[FEATURE] Add support columnar data buffer to save memory usage #548

TonyXiang8787 · 2024-03-26T13:26:28Z

Background

Power Grid Model currently uses the row-based buffer to share the data across the C-API. For example, the memory layout of a node input buffer looks like:

| XXXX OOOO  XXXXXXXX  | XXXX OOOO  XXXXXXXX  | ... |
| id_0       u_rated_0 | id_1       u_rated_1 | ... |

Where X is a meaningful byte and O is an empty byte to align the memory.

In this way we can match the input/update/output data structs exactly as we do in the calculation core. This can deliver the performance benefits as we avoid any copies and the memory layout is exactly matching.

When we need to leave some attributes unspecified in input/update, we set the pre-defined null value defined in the place so the core knows the value should be ignored.

Problem

While this design is CPU-wise very efficient, it could be memory-wise inefficient due to several reasons:

If you have many unspecified attributes, you waste the memory to have many null.
To align the data structure, the compiler will add paddings, as shown above. Those memory will not be used at all.
If we are only interested in certain attributes in the output, we still need to create the memory buffer for all the attributes. See the related issue here: [FEATURE] Output results of only certain attributes #542.

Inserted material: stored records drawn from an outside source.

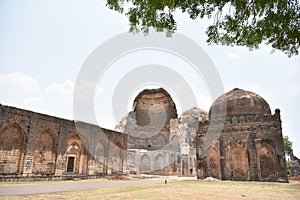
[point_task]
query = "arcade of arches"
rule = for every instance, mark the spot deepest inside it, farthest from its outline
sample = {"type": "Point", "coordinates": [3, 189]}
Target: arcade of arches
{"type": "Point", "coordinates": [33, 144]}
{"type": "Point", "coordinates": [238, 139]}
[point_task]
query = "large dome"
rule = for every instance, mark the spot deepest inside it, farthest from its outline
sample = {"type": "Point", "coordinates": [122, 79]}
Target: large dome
{"type": "Point", "coordinates": [239, 102]}
{"type": "Point", "coordinates": [154, 106]}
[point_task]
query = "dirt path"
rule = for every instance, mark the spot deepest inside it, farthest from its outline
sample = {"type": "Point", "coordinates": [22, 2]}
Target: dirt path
{"type": "Point", "coordinates": [32, 189]}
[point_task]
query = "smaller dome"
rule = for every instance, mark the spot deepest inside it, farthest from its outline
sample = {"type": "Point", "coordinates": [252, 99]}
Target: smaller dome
{"type": "Point", "coordinates": [202, 115]}
{"type": "Point", "coordinates": [239, 102]}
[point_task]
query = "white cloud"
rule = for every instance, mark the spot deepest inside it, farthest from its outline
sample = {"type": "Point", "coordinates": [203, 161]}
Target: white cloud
{"type": "Point", "coordinates": [64, 90]}
{"type": "Point", "coordinates": [18, 89]}
{"type": "Point", "coordinates": [233, 56]}
{"type": "Point", "coordinates": [24, 92]}
{"type": "Point", "coordinates": [293, 89]}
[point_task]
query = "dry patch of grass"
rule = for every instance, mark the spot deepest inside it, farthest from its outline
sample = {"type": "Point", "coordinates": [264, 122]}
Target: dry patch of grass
{"type": "Point", "coordinates": [185, 190]}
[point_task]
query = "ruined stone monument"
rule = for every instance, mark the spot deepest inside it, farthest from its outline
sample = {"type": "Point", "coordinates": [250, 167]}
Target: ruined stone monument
{"type": "Point", "coordinates": [239, 139]}
{"type": "Point", "coordinates": [38, 145]}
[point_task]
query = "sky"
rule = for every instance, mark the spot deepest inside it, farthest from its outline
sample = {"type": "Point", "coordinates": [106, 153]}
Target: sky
{"type": "Point", "coordinates": [44, 44]}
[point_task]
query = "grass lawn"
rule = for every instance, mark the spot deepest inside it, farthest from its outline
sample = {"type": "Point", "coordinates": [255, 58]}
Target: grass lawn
{"type": "Point", "coordinates": [185, 190]}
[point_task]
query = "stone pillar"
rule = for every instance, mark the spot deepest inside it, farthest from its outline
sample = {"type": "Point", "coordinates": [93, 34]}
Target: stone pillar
{"type": "Point", "coordinates": [30, 147]}
{"type": "Point", "coordinates": [253, 169]}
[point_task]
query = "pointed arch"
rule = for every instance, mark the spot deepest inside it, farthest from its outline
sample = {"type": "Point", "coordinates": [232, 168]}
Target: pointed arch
{"type": "Point", "coordinates": [145, 163]}
{"type": "Point", "coordinates": [160, 140]}
{"type": "Point", "coordinates": [212, 164]}
{"type": "Point", "coordinates": [75, 155]}
{"type": "Point", "coordinates": [130, 158]}
{"type": "Point", "coordinates": [266, 162]}
{"type": "Point", "coordinates": [44, 153]}
{"type": "Point", "coordinates": [12, 149]}
{"type": "Point", "coordinates": [159, 162]}
{"type": "Point", "coordinates": [238, 164]}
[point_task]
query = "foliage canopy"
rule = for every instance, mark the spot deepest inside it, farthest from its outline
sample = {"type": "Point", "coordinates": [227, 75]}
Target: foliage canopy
{"type": "Point", "coordinates": [237, 22]}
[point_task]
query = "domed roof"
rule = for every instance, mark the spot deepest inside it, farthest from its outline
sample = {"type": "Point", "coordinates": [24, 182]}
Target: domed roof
{"type": "Point", "coordinates": [202, 115]}
{"type": "Point", "coordinates": [239, 102]}
{"type": "Point", "coordinates": [195, 112]}
{"type": "Point", "coordinates": [154, 106]}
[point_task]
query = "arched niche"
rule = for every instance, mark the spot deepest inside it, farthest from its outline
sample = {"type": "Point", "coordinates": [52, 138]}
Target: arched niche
{"type": "Point", "coordinates": [238, 164]}
{"type": "Point", "coordinates": [12, 149]}
{"type": "Point", "coordinates": [159, 162]}
{"type": "Point", "coordinates": [266, 162]}
{"type": "Point", "coordinates": [75, 154]}
{"type": "Point", "coordinates": [145, 163]}
{"type": "Point", "coordinates": [212, 164]}
{"type": "Point", "coordinates": [44, 153]}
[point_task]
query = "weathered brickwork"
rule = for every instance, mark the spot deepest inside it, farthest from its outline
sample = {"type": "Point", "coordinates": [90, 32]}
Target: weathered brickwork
{"type": "Point", "coordinates": [33, 144]}
{"type": "Point", "coordinates": [250, 146]}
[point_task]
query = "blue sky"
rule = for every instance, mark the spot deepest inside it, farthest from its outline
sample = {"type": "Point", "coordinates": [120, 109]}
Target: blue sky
{"type": "Point", "coordinates": [43, 45]}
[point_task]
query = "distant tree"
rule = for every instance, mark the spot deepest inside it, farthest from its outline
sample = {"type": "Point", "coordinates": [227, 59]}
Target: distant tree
{"type": "Point", "coordinates": [237, 22]}
{"type": "Point", "coordinates": [288, 145]}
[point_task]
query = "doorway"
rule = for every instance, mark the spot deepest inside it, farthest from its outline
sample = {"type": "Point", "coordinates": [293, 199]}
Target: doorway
{"type": "Point", "coordinates": [70, 165]}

There is a strong case to support columnar data buffers. We give two real-world examples of this issue.

Example of update buffer

If we have an update buffer of 1000 scenarios of 1000 sym_load, the buffer size is 24 * 1000 * 1000 = 24,000,000 bytes. However, we might only need to specify id and p_specified. If we could provide these two array separately, the buffer size in total is (8 + 4) * 1000 * 1000 = 12,000,000 bytes. The reduction on memory footprint is 50%!

Example of output buffer

If we get a result buffer of 1000 scenarios of 1000 line, the buffer size is 80 * 1000 * 1000 = 80,000,000 bytes. However, we might only need to know the loading output, not even id, since we already know the id order in the input. The buffer size is 8 * 1000 * 1000 = 8,000,000 bytes. We can save 90% of memory footprint!

Proposal

We propose to support columnar data buffers across the C-API (and further in the Python API). Both the PGM core and serialization need to support that.

C-API

We already have the dataset concept in the C-API boundary. Therefore, this feature should not have breaking change in the C-API. Concretely, we add additional functions as PGM_dataset_*_add_attribute_buffer to allow user add columnar attribute buffers to the dataset. The user can call the dataset as below:

// create dataset
PGM_MutableDataset* dataset = PGM_create_dataset_mutable(handle, "input", 0, 0); 

// add row-based buffer for node
PGM_dataset_const_add_buffer(handle, dataset, "node", 5, 5, nullptr, node_buffer);

// add empty buffer for line by put nullptr in data, but with size definition
// decision made: do it this way, because using nullptr is a common way in C API to communicate that the buffer does not exist yet
PGM_dataset_const_add_buffer(handle, dataset, "line", 5, 5, nullptr, nullptr);
// and then add individual line attributes
PGM_dataset_const_add_attribute_buffer(handle, dataset, "line", "id", line_id_buffer);
PGM_dataset_const_add_attribute_buffer(handle, dataset, "line", "r1", line_r1_buffer);

// add row buffer for sym_load
PGM_dataset_const_add_buffer(handle, dataset, "sym_load", 5, 5, nullptr, sym_load_buffer);
// the following line should return error. It is not allowed to add attribute buffer if the row-buffer is set.
PGM_dataset_const_add_attribute_buffer(handle, dataset, "sym_load", "p_specified", p_buffer);

// use the dataset for further actions like initialize model, put into serialization, etc.

Python API

In the Python API, four non-breaking changes are expected.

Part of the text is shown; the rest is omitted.